Temperature
Last updated: February 16, 2026
Temperature is a parameter that controls the randomness and creativity of a large language model's output. It adjusts the probability distribution over possible next tokens during text generation, directly influencing whether the model produces predictable or surprising responses.
How It Works
When an LLM generates text, it calculates a probability score for every token in its vocabulary as a candidate for the next word. Temperature scales these probabilities before a token is selected:
- Low temperature (0.0 - 0.3): Sharpens the distribution, making the highest-probability tokens far more likely to be chosen. The output becomes more deterministic, focused, and repetitive. A temperature of 0 always selects the single most probable token.
- Medium temperature (0.4 - 0.7): Balances coherence with variety. The model occasionally picks less obvious tokens, producing natural-sounding text with some creative variation.

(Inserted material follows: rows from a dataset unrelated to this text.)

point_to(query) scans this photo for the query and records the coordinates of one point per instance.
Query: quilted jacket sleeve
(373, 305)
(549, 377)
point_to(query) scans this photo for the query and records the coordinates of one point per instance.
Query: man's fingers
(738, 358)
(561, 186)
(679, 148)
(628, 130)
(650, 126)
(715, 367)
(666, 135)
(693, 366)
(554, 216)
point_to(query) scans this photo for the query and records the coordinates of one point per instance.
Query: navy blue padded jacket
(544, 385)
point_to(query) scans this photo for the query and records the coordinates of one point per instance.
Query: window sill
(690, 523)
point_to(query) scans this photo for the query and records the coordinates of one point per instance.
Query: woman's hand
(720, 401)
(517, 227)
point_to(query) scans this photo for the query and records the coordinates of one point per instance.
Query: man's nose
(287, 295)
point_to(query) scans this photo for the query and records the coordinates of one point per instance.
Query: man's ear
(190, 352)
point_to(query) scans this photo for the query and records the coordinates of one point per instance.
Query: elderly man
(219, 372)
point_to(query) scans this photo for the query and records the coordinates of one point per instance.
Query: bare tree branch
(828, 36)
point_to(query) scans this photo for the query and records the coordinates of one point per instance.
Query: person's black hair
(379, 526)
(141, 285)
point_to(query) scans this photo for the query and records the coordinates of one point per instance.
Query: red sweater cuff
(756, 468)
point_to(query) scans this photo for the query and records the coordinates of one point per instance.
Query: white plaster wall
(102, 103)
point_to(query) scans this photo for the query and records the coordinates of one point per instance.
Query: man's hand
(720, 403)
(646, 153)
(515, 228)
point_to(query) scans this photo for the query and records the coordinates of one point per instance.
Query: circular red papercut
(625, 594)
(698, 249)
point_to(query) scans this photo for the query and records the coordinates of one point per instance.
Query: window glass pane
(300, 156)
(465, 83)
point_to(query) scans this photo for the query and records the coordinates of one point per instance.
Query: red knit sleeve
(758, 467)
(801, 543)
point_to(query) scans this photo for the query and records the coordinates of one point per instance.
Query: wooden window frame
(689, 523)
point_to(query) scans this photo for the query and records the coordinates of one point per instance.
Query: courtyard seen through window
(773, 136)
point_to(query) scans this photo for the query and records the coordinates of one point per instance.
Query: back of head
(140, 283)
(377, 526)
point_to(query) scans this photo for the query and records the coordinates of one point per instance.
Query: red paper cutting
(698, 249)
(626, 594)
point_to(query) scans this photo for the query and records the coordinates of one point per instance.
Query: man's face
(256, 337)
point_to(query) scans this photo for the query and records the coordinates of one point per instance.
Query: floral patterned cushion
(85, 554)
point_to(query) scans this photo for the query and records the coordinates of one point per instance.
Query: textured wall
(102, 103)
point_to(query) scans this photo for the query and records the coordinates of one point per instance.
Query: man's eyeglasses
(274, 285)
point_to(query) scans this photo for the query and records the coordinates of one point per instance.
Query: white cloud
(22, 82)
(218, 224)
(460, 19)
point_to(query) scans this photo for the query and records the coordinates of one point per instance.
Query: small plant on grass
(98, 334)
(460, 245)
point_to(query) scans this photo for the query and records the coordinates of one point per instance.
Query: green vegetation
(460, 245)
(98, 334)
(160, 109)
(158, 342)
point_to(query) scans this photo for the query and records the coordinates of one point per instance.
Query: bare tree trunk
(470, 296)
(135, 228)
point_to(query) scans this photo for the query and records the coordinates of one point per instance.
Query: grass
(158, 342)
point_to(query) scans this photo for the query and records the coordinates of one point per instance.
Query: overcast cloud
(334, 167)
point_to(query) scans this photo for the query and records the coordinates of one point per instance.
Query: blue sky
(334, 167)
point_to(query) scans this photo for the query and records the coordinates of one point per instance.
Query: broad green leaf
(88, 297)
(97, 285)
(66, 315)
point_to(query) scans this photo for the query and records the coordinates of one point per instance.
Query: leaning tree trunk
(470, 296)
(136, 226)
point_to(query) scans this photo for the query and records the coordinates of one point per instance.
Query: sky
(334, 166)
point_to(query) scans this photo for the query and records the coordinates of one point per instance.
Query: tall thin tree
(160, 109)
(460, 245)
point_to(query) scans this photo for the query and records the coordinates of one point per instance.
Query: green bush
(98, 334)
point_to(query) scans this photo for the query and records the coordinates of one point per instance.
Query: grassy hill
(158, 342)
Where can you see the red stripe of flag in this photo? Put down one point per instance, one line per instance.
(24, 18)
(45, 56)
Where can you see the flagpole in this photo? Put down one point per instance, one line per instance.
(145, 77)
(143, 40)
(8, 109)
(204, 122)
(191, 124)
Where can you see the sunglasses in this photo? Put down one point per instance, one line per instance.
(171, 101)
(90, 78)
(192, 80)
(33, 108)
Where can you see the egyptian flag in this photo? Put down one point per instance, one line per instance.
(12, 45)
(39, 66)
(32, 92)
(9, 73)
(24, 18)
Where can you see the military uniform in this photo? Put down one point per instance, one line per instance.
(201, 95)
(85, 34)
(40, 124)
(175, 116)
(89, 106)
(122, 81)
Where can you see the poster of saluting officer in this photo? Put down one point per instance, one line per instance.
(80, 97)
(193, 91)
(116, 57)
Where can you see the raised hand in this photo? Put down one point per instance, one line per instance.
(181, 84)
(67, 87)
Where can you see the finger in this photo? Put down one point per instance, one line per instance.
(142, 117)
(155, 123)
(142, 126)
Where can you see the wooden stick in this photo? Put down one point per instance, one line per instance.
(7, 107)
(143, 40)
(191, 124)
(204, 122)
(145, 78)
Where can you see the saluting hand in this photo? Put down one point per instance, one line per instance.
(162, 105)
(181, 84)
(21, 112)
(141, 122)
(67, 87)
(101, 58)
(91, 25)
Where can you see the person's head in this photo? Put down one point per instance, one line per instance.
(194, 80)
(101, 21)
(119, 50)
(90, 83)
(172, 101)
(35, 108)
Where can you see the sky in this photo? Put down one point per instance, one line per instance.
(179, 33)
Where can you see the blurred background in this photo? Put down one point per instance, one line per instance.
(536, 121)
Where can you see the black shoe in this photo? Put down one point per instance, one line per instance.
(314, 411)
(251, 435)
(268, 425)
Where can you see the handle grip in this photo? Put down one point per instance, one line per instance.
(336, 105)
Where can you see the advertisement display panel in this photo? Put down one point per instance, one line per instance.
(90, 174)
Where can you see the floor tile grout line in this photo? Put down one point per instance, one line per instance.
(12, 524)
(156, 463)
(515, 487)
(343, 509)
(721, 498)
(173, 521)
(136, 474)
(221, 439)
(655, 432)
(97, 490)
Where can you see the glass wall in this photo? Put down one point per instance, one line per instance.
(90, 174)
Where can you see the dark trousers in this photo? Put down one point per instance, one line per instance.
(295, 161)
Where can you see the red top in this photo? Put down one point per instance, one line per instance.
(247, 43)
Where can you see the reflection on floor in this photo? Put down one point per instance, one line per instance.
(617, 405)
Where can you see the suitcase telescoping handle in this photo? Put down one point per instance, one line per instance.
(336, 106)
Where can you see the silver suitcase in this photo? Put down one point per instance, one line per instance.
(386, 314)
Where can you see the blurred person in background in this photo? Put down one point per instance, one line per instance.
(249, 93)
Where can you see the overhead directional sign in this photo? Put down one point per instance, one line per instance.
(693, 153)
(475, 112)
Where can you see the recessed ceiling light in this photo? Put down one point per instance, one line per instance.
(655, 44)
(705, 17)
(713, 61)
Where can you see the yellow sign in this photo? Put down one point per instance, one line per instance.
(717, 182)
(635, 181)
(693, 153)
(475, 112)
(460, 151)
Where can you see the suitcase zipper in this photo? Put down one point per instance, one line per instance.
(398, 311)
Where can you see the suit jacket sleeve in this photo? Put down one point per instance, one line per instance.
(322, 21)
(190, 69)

- High temperature (0.8 - 1.5+): Flattens the distribution, giving lower-probability tokens a better chance. The output becomes more creative, diverse, and unpredictable -- but also more prone to errors or nonsensical text.
Why It Matters
Temperature is one of the most accessible levers for tuning AI behavior without changing the model or the prompt. Choosing the right temperature for your use case can significantly affect output quality and user experience.
In Practice
For AI coding assistants, a lower temperature (0.1 - 0.3) is generally preferred because code generation demands precision and consistency. You want the model to produce syntactically correct, deterministic code rather than creative variations. Conversational agents or creative writing tools may benefit from higher temperatures. Most deployment configurations expose temperature as a simple numeric setting, making it easy to experiment and find the right balance for your specific application.